Line-level diff between two sequences of lines via Myers diff.
The primary output is a list of matched pairs [{a_idx, b_idx}]
— 0-based indices of lines that appear in both inputs in the same
relative order. Anything in a not in that set is "deleted";
anything in b not in that set is "added."
Algorithm: Myers diff
Myers (1986) finds the shortest edit script (SES) — the minimum
number of insertions and deletions that transforms a into b.
An SES corresponds to the longest common subsequence (LCS).
Complexity
- Time: O((N + M) × D) where D = |insertions| + |deletions|
- Space: O((N + M) × D) for the backtracking trace
For typical blame workloads where each commit edits a handful of lines (small D), this is orders of magnitude faster than the previous O(N × M) LCS DP:
| File size | LCS DP (D≈10) | Myers (D≈10) |
|---|---|---|
| 100 lines | ~100K | ~2K |
| 500 lines | ~2.5M | ~10K |
| 5000 lines | ~250M | ~100K |
The algorithm in brief
A diagonal k = x − y represents all positions (x, y) where we've consumed x lines from A and y lines from B. Walking diagonally (x++, y++ while A[x]==B[y]) is a snake — free matching.

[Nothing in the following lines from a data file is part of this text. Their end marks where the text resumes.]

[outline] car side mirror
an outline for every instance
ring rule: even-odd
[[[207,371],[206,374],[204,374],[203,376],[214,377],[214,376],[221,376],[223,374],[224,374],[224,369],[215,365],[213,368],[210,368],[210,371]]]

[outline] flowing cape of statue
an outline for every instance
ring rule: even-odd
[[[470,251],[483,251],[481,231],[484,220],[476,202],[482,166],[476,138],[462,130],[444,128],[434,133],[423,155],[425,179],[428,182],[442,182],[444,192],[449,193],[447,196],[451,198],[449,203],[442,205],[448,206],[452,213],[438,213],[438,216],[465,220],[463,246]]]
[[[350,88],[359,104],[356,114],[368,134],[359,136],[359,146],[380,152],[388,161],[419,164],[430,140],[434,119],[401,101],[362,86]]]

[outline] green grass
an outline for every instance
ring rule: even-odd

A single horizontal step (x++) is a deletion; a vertical step (y++) is an insertion; together they cost one edit.
Forward phase: for edit depth D = 0, 1, 2, …, explore every diagonal k ∈ {−D, −D+2, …, D−2, D}. On each diagonal, choose the greedy starting position (either V[k−1]+1 from the right or V[k+1] from below), extend the snake as far as possible, and record the furthest x. Save a snapshot of V at each D. Stop when some diagonal reaches (n, m).
Backtrack phase: replay the snapshots in reverse, mirroring the forward greedy choice exactly. At each level, locate the snake (diagonal run of matched lines) and emit the matched pairs; recurse with the position before the edit (not the snake start).
Tie-breaking convention
When V[k−1] == V[k+1], the forward algorithm prefers "right" (delete from A). The backtrack mirrors this identically using the same condition. Changing the tie-break in one place without the other produces wrong results.

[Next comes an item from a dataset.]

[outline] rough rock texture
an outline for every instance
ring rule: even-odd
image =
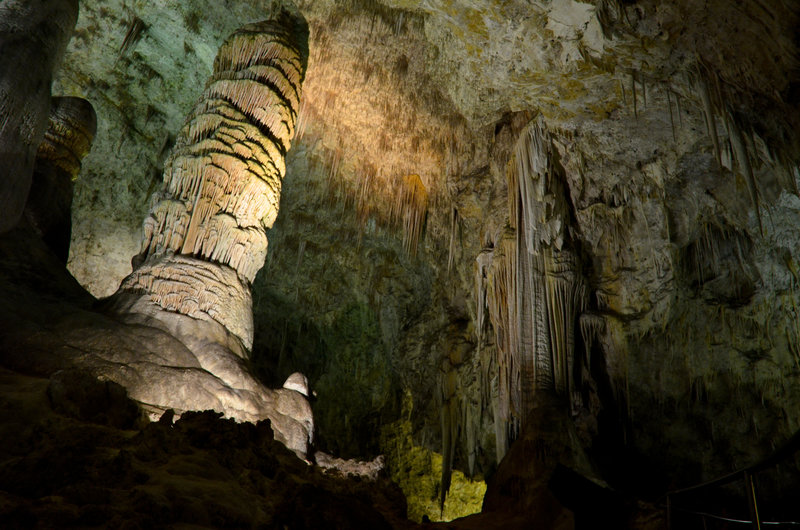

API contract (unchanged from LCS implementation)
iex> Exgit.Diff.LineDiff.matched_pairs(
...> ["a", "b", "c"],
...> ["a", "x", "c"]
...> )
[{0, 0}, {2, 2}]
Summary
Functions
Convenience: given matched pairs, return the list of 0-based
indices in b_lines that are new (not carried from a_lines).
Convenience: for each 0-based index in b_lines that was carried
from a_lines, return {b_idx, a_idx}.
Compute matched line pairs between a_lines and b_lines.
Types
@type line_index() :: non_neg_integer()
@type matched_pairs() :: [{line_index(), line_index()}]
Functions
@spec b_additions(matched_pairs(), non_neg_integer()) :: [line_index()]
Convenience: given matched pairs, return the list of 0-based
indices in b_lines that are new (not carried from a_lines).
@spec b_carryovers(matched_pairs()) :: [{line_index(), line_index()}]
Convenience: for each 0-based index in b_lines that was carried
from a_lines, return {b_idx, a_idx}.
@spec matched_pairs([String.t()], [String.t()]) :: matched_pairs()
Compute matched line pairs between a_lines and b_lines.
Returns a list of {a_index, b_index} tuples, 0-based, in
strictly increasing order of both indices. Each index appears in
at most one pair.
Examples
iex> Exgit.Diff.LineDiff.matched_pairs(
...> ["a", "b", "c"],
...> ["a", "x", "c"]
...> )
[{0, 0}, {2, 2}]
iex> Exgit.Diff.LineDiff.matched_pairs(["a", "b"], ["a", "b"])
[{0, 0}, {1, 1}]
iex> Exgit.Diff.LineDiff.matched_pairs([], ["a"])
[]
iex> Exgit.Diff.LineDiff.matched_pairs(["a"], [])
[]